Why You Need to Conduct a Premortem

As a business owner, at the end of each major project, we performed a postmortem to determine what we did right and what we did wrong so we could learn from each experience and avoid similar failures or friction points in future projects. While postmortems are about reviewing past projects to find takeaways to do better in the future, the premortem is conducted as an exercise before the project kicks off.

A premortem asks the following question: what elements could lead to the failure of the project? And if we encounter a problem, what would be the likely causes of that problem or failure? A premortem is an exercise designed to anticipate the challenges of a new opportunity to address issues around opportunity costs and overcome our confirmation bias

The value of conducting a premortem is that people generally tend to avoid conflict and want to appear supportive, so they often say things to be polite or keep their mouths shut even though they may have some reservations. Too many people are reluctant to speak up about their reservations during typical planning meetings. By creating a situation in which dissenters, who are knowledgeable about the undertaking and concerned about its weaknesses, can safely speak up, you can improve a project’s chances of success.

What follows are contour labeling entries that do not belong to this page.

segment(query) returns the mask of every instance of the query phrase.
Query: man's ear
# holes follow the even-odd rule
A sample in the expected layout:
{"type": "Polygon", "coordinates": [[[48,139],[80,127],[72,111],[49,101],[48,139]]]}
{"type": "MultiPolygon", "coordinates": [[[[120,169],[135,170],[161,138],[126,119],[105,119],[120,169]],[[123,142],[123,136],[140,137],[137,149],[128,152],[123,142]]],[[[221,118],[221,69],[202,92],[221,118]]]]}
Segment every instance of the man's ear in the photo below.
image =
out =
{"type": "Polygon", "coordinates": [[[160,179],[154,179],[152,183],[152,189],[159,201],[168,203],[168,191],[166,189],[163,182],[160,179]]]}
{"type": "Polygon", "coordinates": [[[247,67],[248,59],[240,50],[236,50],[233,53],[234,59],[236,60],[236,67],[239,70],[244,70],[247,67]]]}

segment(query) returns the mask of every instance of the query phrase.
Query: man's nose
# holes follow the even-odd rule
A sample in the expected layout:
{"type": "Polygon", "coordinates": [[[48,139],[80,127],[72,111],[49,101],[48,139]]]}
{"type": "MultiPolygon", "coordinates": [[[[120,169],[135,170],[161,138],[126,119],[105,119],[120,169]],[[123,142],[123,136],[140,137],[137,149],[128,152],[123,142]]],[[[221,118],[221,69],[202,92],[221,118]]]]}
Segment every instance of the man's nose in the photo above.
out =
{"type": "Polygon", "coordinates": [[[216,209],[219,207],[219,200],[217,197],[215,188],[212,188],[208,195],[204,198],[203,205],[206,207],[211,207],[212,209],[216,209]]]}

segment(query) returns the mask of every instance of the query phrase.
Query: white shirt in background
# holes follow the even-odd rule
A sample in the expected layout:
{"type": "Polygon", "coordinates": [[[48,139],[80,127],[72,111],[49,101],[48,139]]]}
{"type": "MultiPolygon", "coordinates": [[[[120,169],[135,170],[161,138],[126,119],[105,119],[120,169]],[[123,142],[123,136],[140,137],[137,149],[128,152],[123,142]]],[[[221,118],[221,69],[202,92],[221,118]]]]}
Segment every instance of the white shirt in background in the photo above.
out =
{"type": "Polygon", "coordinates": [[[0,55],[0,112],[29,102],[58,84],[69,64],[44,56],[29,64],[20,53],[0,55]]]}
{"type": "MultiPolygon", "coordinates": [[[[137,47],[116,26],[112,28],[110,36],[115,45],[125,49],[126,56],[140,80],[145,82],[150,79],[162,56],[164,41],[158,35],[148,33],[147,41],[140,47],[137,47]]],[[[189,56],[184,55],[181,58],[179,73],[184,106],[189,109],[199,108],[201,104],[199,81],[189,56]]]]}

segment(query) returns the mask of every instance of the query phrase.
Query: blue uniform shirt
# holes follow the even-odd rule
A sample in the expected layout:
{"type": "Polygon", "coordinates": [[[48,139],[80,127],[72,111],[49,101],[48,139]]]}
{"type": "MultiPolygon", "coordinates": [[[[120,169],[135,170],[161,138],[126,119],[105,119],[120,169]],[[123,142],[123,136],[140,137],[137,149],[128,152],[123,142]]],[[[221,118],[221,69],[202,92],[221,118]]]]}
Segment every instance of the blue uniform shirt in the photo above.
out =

The technique breaks possible group thinking by actively facilitating a positive discussion about the potential problems, thereby increasing the likelihood that catastrophic problems are identified at an early stage. The premortem process encourages people to provide genuine feedback to give their take on what might go wrong with the project.

By framing it as an exercise, you remove the personal component, forcing stakeholders to imagine and share even the remotest of potential problems or challenges that might occur. Stakeholders are incentivized to be more objective and completely honest in their feedback at a premortem meeting.

A premortem is like a mystery where the team is trying to anticipate potential problems and challenges and determine their possible cause. During the premortem, the team can come up with possible ways to spot the potential causes before the problem becomes critical and develop a contingency plan to address it if it rears its ugly head.

Businesses that perform a premortem can reduce the chances of failure due to biases such as overconfidence and planning fallacy by analyzing the scale and likelihood of each problem and taking preventive actions to avoid the untimely failure of the project. 

The premortem analysis seeks to identify problems and challenges via the hypothetical presumption of near-future failure.

According to Julie Martins, there are six steps for a premortem:

  1. Create a project plan – A project plan is a blueprint of the key elements the project team will accomplish during the project. The entire team needs to understand exactly what the project plan is to think about how it could go wrong. Depending on the complexity of the effort, you could also share the 13-step client onboarding plan that you hopefully developed.
  2. Invite related stakeholders – Invite anyone who might have insight into why the project could fail. You can always develop a RASCI chart to help identify the stakeholders to invite.
  3. Brainstorm potential project failures – All the stakeholders should sit down before the premortem and come up with a list of potential problems and challenges on their own. Some common problems and challenges could be related to the addition of unplanned efforts associated with scope creep, scheduling delays, security breaches, communication issues, etc. 
  4. Share risks – This is the step where you actually perform the premortem meeting. Once all the stakeholders have brainstormed their list of things that could go wrong, they all come together as a group to share and compile a complete list of potential problems and challenges. It is recommended that you go around the room and have each stakeholder share one item at a time. This way, everyone gets a chance to speak. When the lists are completed, group and merge similar ideas to create a master list of potential problems and challenges.
    Risk Matrix
  5. Identify items with high likelihood or severity – While all the problems and challenges listed by the team are possible, many are not very probable. In this step, take all the identified problems and challenges and place them into a risk assessment matrix to create a visible representation of the level of risk by considering the probability or likelihood of an event versus the severity of the consequences to the project should it occur. 
  6. Review and revise the project plan – Take the risk matrix you produced and revise your project plan by looking for weak points that you can strengthen to prevent some of the failure scenarios the stakeholders identified. 

Conducting a premortem reduces the overall project risk and improves project outcomes before the project even begins. 

How will you create a premortem for your next project?